Monday, April 18, 2011

 

Kate/James

Any Kate Bush fans out there have feelings about the James Joyce estate giving her permission to use Molly Bloom's soliloquy in an updated version of 'The Sensual World'? Here it is (it's about the most beautiful writing in the English language):

"...I was a Flower of the mountain yes when I put the rose in my hair like the Andalusian girls used or shall I wear a red yes and how he kissed me under the Moorish wall and I thought well as well him as another and then I asked him with my eyes to ask again yes and then he asked me would I yes to say yes my mountain flower and first I put my arms around him yes and drew him down to me so he could feel my breasts all perfume yes and his heart was going like mad and yes I said yes I will Yes. "

Comments:
I have just awoken from a dream in which you and I tied ribbon around lamp posts. Consequentially, I immediately checked your blog, and an so glad I did because this news excites me.

This piece of writing is amazing, each time I read it I'm struck all over again by how divine it is, you can hear Molly's heart racing.

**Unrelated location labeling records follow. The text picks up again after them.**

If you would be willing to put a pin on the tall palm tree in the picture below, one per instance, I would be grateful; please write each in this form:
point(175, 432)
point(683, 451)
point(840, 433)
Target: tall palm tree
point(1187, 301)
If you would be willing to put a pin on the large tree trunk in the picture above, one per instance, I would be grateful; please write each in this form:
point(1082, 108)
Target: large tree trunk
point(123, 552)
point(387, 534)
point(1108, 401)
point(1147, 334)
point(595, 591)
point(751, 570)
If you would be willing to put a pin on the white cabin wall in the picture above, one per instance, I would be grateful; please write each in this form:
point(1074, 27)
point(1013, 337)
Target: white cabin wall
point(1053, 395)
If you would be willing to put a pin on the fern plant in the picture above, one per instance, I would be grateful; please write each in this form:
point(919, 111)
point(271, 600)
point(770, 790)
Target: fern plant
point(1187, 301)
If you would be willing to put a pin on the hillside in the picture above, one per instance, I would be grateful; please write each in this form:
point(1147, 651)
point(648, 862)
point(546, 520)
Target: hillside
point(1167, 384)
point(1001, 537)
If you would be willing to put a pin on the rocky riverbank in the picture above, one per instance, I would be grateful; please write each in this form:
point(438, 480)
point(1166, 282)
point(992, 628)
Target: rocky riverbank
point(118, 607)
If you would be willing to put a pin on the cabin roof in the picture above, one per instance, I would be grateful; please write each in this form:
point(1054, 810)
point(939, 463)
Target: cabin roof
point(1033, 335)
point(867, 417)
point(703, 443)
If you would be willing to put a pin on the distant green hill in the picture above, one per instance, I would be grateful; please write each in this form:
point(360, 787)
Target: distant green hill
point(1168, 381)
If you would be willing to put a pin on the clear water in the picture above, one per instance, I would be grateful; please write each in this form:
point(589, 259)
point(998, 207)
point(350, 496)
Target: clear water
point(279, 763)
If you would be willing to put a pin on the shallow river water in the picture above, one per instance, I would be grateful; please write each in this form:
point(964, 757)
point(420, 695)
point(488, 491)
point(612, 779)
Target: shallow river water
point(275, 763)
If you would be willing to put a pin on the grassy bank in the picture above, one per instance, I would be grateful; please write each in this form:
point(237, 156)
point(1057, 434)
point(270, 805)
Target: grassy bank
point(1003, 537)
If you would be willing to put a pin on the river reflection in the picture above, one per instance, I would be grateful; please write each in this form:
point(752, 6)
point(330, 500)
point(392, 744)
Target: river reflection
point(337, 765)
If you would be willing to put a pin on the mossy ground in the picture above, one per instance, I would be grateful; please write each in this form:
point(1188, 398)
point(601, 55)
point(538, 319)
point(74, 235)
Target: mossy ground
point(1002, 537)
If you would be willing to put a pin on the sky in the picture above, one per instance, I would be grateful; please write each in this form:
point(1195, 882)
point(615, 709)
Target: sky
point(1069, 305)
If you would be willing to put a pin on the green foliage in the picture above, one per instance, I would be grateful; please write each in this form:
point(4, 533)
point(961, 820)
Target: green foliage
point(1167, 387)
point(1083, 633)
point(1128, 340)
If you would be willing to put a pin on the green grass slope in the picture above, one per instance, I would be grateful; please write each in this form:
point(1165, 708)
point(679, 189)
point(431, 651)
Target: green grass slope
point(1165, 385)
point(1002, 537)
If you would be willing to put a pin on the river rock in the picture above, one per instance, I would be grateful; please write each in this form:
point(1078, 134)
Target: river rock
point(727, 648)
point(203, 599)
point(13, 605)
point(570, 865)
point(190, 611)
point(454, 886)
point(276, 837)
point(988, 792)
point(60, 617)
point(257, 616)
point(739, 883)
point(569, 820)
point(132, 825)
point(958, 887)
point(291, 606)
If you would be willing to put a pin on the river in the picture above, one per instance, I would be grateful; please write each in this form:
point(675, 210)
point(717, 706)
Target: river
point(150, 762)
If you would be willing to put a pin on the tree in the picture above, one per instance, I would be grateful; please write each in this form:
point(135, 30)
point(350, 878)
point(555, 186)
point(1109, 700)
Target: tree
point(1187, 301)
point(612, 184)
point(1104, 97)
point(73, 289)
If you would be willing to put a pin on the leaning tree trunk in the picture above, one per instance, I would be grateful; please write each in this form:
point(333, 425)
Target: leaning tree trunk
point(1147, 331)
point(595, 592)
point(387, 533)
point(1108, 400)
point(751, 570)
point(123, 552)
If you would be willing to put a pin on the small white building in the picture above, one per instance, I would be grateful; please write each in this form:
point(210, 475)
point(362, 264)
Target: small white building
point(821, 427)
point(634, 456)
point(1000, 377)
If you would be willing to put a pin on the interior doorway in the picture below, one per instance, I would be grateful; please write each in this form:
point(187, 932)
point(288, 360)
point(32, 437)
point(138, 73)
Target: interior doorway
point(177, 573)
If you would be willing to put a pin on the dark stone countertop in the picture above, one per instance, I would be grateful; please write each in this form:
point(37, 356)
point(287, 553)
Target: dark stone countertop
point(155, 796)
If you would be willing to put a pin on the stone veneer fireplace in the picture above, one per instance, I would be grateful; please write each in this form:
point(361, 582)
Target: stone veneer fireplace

I'm really excited to see what Kate Bush does with it. Running up the Hill is one of my most loved songs, just beautifully haunting and strangely invigorating, just like Molly's last words, 'and yes I said yes I will yes'.

Hope you're well,
Tarnia x
 
Tarnia! Of course that's your fave song, that makes sense...x
 
My previous gf (who told me she's bi-polar 2 the first night I met her), had a James Joyce quotation tattooed on one of her lovely, willowy arms. "The ineluctable modality of the visible" it read. Well, she was an English lit student... before she dropped out of school and started selling her sexual services a few months after I met her. I'm still vaguely suicidal over not having her in my life any more.

Bruce
 
Just read your piece in The Paris Review and loved it. You're so wonderful! Thanks for putting out such an intimate piece of writing, I am redeemed. The style and use of video put me in mind of a website you might like: ryeberg.com
Looking forward to reading your memoir.
 
Just read your piece in The Paris Review and loved it. You're so wonderful! Thanks for putting out such an intimate piece of writing, I am redeemed. The style and use of video put me in mind of a website you might like: ryeberg.com
Looking forward to reading your memoir.